One additional thing that I would like to see further discussed here. You mentioned that incrementality is good except in cases that involve windowing. However, a classic case involving windowing is the need to deduplicate incoming data. I’ll usually write a window function to do this, partitioning over the common fields in the incoming data that would have the same values.
When calling APIs or getting any sort of event stream data, normally an ETL architect has two choices.

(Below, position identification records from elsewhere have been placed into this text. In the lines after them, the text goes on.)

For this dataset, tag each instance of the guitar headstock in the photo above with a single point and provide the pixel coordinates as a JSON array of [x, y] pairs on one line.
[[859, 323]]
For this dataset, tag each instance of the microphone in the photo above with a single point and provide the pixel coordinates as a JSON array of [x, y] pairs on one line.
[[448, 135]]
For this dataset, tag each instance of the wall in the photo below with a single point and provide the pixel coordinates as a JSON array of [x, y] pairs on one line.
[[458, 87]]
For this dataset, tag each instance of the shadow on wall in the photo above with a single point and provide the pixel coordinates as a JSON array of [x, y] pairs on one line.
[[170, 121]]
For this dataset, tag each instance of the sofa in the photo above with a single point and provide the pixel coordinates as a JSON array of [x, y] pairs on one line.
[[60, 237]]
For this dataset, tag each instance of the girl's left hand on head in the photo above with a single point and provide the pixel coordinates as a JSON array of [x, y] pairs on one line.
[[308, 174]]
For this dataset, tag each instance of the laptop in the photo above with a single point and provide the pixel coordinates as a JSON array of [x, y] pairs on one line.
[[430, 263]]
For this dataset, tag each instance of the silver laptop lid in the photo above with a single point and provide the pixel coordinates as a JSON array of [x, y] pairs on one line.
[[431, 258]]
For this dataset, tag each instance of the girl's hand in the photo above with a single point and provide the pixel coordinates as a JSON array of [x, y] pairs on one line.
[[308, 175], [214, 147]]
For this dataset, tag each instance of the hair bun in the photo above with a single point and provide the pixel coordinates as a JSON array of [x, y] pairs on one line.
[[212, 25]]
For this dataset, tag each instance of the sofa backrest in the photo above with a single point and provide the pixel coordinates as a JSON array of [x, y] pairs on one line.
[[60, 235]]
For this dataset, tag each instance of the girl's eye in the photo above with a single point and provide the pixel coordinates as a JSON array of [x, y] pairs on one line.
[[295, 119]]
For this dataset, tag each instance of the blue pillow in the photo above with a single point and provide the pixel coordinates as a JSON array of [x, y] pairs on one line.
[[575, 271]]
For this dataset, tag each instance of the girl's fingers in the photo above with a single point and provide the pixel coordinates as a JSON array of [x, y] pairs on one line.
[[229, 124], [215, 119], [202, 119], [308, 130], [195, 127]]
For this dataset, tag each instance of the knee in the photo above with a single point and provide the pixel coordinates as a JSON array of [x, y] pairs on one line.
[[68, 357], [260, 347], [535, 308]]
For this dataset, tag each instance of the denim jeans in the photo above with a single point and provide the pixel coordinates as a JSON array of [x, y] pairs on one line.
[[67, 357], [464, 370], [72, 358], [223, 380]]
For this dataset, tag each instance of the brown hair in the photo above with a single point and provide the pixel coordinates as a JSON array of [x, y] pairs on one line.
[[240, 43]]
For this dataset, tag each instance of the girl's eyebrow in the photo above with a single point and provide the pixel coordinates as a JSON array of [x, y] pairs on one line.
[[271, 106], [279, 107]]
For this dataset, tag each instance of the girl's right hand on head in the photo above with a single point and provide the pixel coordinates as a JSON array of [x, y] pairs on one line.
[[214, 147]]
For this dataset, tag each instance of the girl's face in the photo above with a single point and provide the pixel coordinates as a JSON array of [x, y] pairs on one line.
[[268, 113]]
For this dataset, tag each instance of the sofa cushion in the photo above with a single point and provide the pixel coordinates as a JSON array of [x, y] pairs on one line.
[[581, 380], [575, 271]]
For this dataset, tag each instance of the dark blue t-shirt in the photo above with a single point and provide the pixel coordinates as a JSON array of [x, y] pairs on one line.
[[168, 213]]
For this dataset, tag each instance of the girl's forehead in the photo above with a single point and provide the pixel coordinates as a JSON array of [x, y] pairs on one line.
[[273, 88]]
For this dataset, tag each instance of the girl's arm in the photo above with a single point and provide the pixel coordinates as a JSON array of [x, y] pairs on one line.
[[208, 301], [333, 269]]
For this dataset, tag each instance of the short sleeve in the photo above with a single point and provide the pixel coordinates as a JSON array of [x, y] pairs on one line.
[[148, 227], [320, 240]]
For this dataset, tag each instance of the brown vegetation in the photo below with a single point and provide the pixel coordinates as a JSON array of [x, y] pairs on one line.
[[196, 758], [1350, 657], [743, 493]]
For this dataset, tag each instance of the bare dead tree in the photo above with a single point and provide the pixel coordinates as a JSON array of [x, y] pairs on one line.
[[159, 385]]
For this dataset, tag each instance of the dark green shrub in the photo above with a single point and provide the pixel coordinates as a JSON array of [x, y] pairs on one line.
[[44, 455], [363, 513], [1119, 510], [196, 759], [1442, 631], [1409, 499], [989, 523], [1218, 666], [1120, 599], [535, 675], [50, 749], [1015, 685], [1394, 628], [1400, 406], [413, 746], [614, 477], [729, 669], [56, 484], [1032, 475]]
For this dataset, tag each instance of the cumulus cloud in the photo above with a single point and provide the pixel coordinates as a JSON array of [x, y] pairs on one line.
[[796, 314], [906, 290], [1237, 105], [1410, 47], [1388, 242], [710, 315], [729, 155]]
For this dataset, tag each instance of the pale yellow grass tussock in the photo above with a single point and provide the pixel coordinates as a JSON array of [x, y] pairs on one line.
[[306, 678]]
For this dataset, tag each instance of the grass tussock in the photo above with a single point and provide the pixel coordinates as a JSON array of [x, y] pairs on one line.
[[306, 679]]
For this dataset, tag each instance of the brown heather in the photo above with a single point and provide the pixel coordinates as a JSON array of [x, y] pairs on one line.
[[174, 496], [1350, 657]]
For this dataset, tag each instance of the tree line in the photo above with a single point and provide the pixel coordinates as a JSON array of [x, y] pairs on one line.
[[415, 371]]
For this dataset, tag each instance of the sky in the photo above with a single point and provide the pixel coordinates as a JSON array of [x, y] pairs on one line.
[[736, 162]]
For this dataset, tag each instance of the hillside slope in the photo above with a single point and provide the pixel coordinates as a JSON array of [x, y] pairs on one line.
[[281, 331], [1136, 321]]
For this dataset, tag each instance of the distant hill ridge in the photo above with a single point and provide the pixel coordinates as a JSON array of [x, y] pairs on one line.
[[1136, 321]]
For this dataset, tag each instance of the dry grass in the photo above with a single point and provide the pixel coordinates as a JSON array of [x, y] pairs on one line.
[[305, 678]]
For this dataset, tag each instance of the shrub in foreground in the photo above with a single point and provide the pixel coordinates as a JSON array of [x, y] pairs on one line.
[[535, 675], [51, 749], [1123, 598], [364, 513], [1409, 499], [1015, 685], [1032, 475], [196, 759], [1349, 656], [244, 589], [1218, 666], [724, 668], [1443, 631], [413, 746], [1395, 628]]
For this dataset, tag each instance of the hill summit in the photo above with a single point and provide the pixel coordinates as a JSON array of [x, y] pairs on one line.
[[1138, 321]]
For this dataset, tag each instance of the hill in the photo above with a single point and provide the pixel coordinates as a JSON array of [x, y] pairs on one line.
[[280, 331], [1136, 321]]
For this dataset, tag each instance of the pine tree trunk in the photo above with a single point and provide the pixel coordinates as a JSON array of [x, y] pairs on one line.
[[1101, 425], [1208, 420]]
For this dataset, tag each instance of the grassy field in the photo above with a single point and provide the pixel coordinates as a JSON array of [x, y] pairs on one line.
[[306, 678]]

- At-least once: If there is any problem with an API call, batch, workflow, or anything along the way, the given data or set of data will be reprocessed and in some cases may be re-sent to the target (which is likely your raw/staging area in the database which dbt will then consult as Sources.) Meaning that incoming data may be duplicated on import but this is an acceptable price to pay for ensuring that incoming data is for sure (for some practical and limited definition of sure) going to arrive even if there is a problem along the way. Usually used in distributed systems where having fully reliable and incoming data is more of a priority than performance and overhead of extra validation and deduplication of data at the target.
- At-most once: Meaning that incoming data may be dropped along the way if there is a problem somewhere. Hopefully in practice this happens rarely but still possible. Usually used in systems where directional accuracy is more important than 100% reliability and the team wants to avoid the extra complexity, delay, and performance overhead involved in issue detection and deduplication.
More info on at-least-once versus at-most once here: https://bravenewgeek.com/you-cannot-have-exactly-once-delivery/
In practice, I have almost always used “at-least-once” semantics. Getting users to agree to “at-most-once” is hard because their very logical question in response will be “Tell me how much data I am going to lose and when?” to which there is no great response. You can’t know that until you actually get all of the data, validate it, and thoroughly verify against the source where the data is coming from, and by the time you have done that you have probably already built an at-least-once system.
So, if we are often building systems that are at-least-once, and therefore requiring incoming data to be deduplicated, and the easiest way to do this is windowing, doesn’t that mean that in most cases this whole discussion about performant incrementality is moot because we have to do windowing?
If others are mostly building at-most-once systems where windowing and/or deduplication is not required then I would be interested to hear about it. My experience is generally “at-least-once” and requiring windowing.